Since OZ is the #1 in uranium resources but Canada is #1 in production (#2 in resources), to my holding of
CCO.TO
I added
PSM.TO (CEO is ex-Cameco)
and then
LAM.V (Vancouver play with land in Oz, CEO is ex-Placer) DEN.TO (acquiring mucho uranium land at cheapo prices) STM.V (also acquiring cheap properties, favorite of Dines, funding from Sprott, someone from SSRI on Board) UEX.TO (favorite of Dines, high quality deposits) JNN.V (ex-Cameco CEO, rich deposit discovered, lots of land) SXR.TO (desposits in Athabasca, Oz) IUC.TO (quality deposits) ERA.AX (Auzzie play)
I skipped:
USU (high leverage and too military, I thought) GRS.TO (mainly gold and silver) WMC (purity issue)
Considering: UVN.V (good results from NWT drilling) HBE.V (already on the move and haven't started drilling yet!)
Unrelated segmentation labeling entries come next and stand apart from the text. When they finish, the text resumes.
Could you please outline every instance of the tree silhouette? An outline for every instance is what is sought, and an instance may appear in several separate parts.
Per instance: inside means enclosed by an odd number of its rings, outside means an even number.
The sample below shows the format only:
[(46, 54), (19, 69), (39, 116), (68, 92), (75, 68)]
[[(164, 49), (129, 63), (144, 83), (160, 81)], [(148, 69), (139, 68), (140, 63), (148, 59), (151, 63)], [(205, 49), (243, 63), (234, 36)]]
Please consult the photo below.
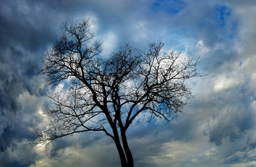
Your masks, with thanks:
[(115, 142), (122, 167), (134, 166), (127, 130), (148, 113), (171, 121), (193, 97), (187, 81), (200, 74), (198, 59), (180, 52), (162, 54), (164, 44), (150, 43), (145, 51), (126, 44), (108, 58), (101, 58), (102, 42), (88, 20), (66, 21), (45, 57), (41, 72), (48, 85), (65, 89), (48, 93), (47, 129), (38, 143), (76, 133), (103, 132)]

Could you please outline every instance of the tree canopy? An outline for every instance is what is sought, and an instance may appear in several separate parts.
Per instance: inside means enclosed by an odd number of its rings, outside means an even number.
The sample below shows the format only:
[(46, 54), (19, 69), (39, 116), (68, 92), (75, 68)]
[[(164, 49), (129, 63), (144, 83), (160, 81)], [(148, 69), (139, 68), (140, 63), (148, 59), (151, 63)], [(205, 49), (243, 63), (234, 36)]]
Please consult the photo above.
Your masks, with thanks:
[(66, 83), (66, 89), (48, 93), (52, 105), (45, 109), (48, 129), (38, 142), (76, 133), (103, 132), (113, 139), (122, 166), (133, 166), (126, 132), (134, 119), (147, 113), (170, 121), (193, 97), (187, 84), (200, 77), (198, 59), (181, 52), (164, 53), (164, 43), (145, 50), (126, 43), (102, 58), (102, 42), (89, 20), (66, 21), (45, 57), (42, 74), (48, 85)]

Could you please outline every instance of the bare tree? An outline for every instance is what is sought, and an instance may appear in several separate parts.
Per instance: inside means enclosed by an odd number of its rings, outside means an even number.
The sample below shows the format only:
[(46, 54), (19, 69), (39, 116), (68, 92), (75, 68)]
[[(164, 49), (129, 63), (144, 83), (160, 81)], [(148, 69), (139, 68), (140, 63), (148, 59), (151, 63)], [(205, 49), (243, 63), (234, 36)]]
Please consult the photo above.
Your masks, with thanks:
[(48, 93), (50, 125), (37, 136), (48, 142), (76, 133), (102, 132), (115, 142), (122, 167), (134, 166), (127, 130), (148, 113), (171, 121), (193, 96), (187, 81), (199, 77), (198, 59), (180, 53), (162, 54), (164, 43), (150, 43), (145, 51), (127, 44), (108, 58), (101, 58), (101, 42), (88, 20), (67, 21), (45, 55), (41, 71), (49, 85), (69, 86)]

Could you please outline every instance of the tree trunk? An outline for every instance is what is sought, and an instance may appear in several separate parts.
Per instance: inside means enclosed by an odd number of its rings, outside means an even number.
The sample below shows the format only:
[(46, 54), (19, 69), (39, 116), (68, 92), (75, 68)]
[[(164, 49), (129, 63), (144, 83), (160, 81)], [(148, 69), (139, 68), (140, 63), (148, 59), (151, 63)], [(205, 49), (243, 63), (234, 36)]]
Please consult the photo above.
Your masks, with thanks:
[(114, 141), (115, 146), (118, 151), (119, 157), (120, 158), (122, 167), (128, 167), (129, 166), (127, 166), (127, 161), (126, 160), (125, 154), (122, 148), (119, 137), (115, 137)]
[(125, 130), (121, 130), (121, 137), (122, 137), (122, 145), (127, 159), (127, 166), (134, 167), (134, 158), (132, 157), (131, 152), (129, 148), (127, 138), (126, 136), (126, 132)]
Please let me know if there are others I can look at!
I believe Dines is right.
theaureport.com
There will be panic buying in uranium sometime in the next few years once the lights go on. Uranium, now $19/lb, is up from $10 last year and could go to $100 over the next few years on Indian and Chinese demand alone. There is only so much, and there are far fewer companies in this industry than in oil, NG, coal, biomass. There is no uranium index for benchmarking and certainly no uranium ETF. Have you ever seen the spot price quoted on TV? You can acquire several positions and pretty much own a balanced position on this market. Of course, there are also the service companies, but I generally favor the resource-owners.
Most of these companies are doing heavy financing now.
The day of my purchase (today) of JNN.V someone on Stockhouse wrote: "The Americans are coming"
Yes, indeed!
Perhaps I am wrong. Maybe I am late to the party. I don't think so.
I think I will sell when the uranium price is posted regularly on Bloomberg.